Turn the Bad Credit Score Around

For many people, bad credit is not a life long situation. People who always meet their mortgage payments and pay their bills sometimes fall upon hard times, and this can have an adverse effect on their credit score.

The good news is that real estate investment can be an excellent means to reverse that bad score, and quickly. One way to do this is to purchase an inexpensive property in desperate need of renovation.

Now, of course, purchasing a property is going to require some upfront capital, and crowdfunding and P2P platforms can be an excellent means to secure that money. Yes, the interest rate is going to be higher than the banks’. However, this initial investment is not so much about making a huge profit, as it is about returning a good credit score to the real estate investor with bad credit.

Let’s say there’s a house available on a street where similar properties sell for £200,000, except this property is in a deplorable state of repair. It’s structurally sound, but every room needs modernising. As a result, it’s been put on the market for £140,000. After some negotiation, a figure of £130,000 is agreed.

Our real estate investor is not looking to live in this property. The goal is to renovate it as quickly as possible and put it back onto the market. This means that decoration can be simple. Minimalist, clean lines throughout will present an attractive blank canvass to those buyers looking to live in the property.

The renovations cost a total of £30,000. To bring about a quick sale, the property is put on the market for £190,000, and a deal is agreed. Before fees, that’s a profit of £30,000 for our real estate investor, which he or she can use to pay off all of the bills which are giving them a bad credit score.
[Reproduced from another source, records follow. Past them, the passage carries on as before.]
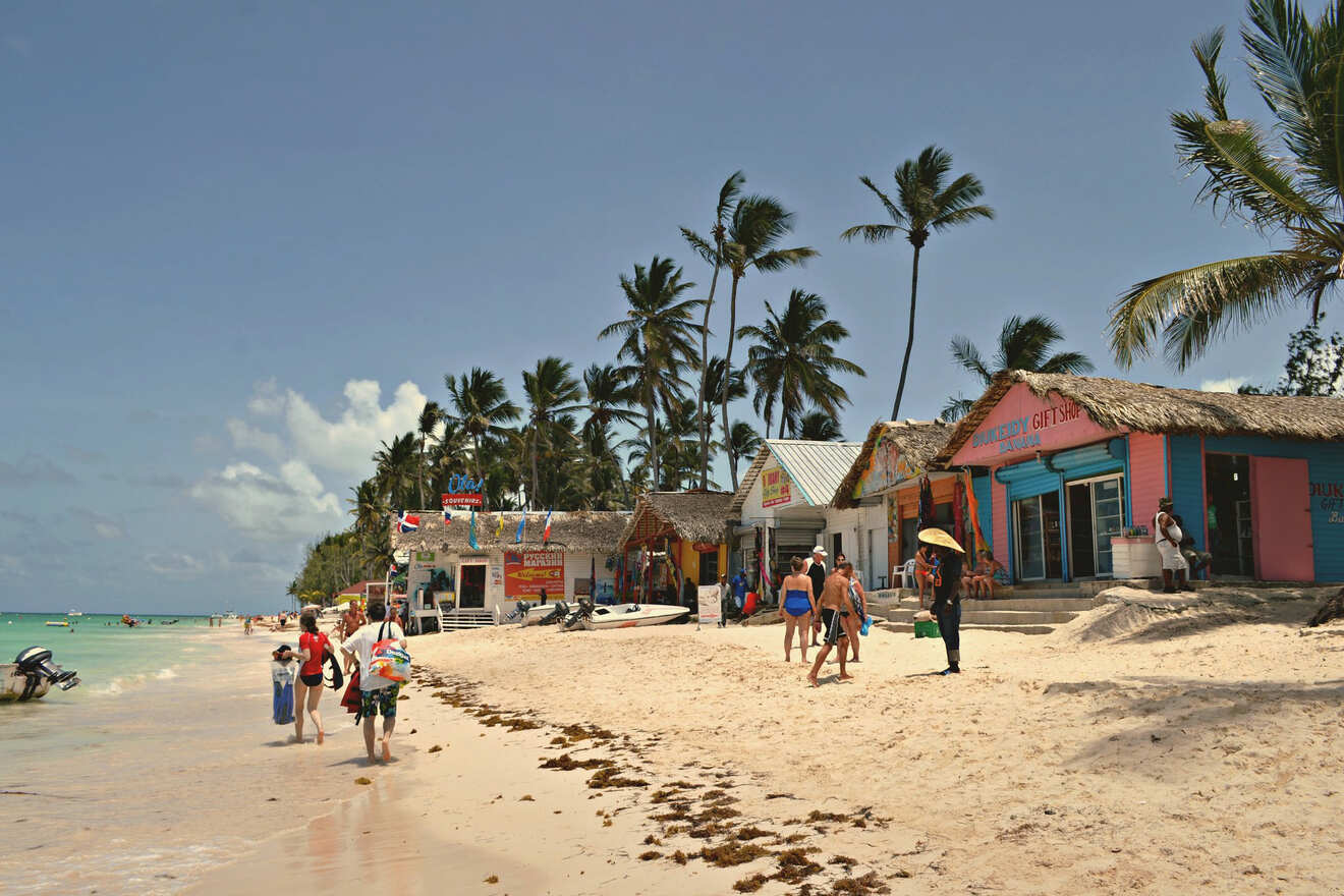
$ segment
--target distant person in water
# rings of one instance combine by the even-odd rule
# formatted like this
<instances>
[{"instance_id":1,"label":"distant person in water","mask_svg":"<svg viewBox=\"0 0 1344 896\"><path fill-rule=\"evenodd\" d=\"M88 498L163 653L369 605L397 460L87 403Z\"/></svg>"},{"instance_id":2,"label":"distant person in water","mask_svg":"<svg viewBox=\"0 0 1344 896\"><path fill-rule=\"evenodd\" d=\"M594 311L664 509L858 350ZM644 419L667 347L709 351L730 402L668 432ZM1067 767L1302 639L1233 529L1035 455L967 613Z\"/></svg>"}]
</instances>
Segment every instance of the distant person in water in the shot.
<instances>
[{"instance_id":1,"label":"distant person in water","mask_svg":"<svg viewBox=\"0 0 1344 896\"><path fill-rule=\"evenodd\" d=\"M345 638L341 652L345 654L345 670L353 662L359 664L359 697L360 716L364 720L364 750L368 752L368 762L376 762L374 740L374 716L383 717L383 737L378 742L382 746L382 759L387 762L392 758L392 729L396 727L396 697L402 692L402 682L374 676L368 673L372 660L374 645L391 638L401 647L406 649L406 633L395 622L384 622L387 604L383 600L368 602L368 622L360 626L359 631Z\"/></svg>"}]
</instances>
The P2P lenders are delighted because they will have seen their loans repaid quickly. When our real estate investor is looking for their next project, they will be able to approach more traditional lenders with more confidence and a greater credit score, thus securing their financing at a lower interest rate.

Form a Partnership

Many real estate investors looking to enter the market need to bring something to the table other than money. If we were to take the example above of the property in need of renovation, our investor could seek financing from a partner and agree to tackle the renovations him or herself.

Naturally, if the investor is a builder or decorator by trade, then this could be a very attractive proposition for an investment partner. After all, all renovation work will be done at a cost, thus increasing the profits when the property is completed and sold. The investor could strike up an agreement whereby all of the money saved by not going to external renovation companies could return to them as profit. The partner still gets the majority share, but our investor is amassing some capital with which to finance their next investment.

So is it possible to invest in real estate with no money or bad credit?

The simple answer is that it is possible, but it is by no means a long term solution. The goal of the initial real estate investments is to reverse a bad credit rating and acquire enough funds to be able to embark upon a second, third and fourth investment via more traditional financing routes.

Like any real estate investment, the ultimate plan is to take a long term view of one’s finances. Regularly playing the short game may well yield some benefits, but they may only be 1 or 2% higher than simply leaving the money in the bank, which of course comes with no stress whatsoever.

The short game needs to be seen as the stepping stone to those real estate investors who will struggle to start their portfolio by any of the more traditional means.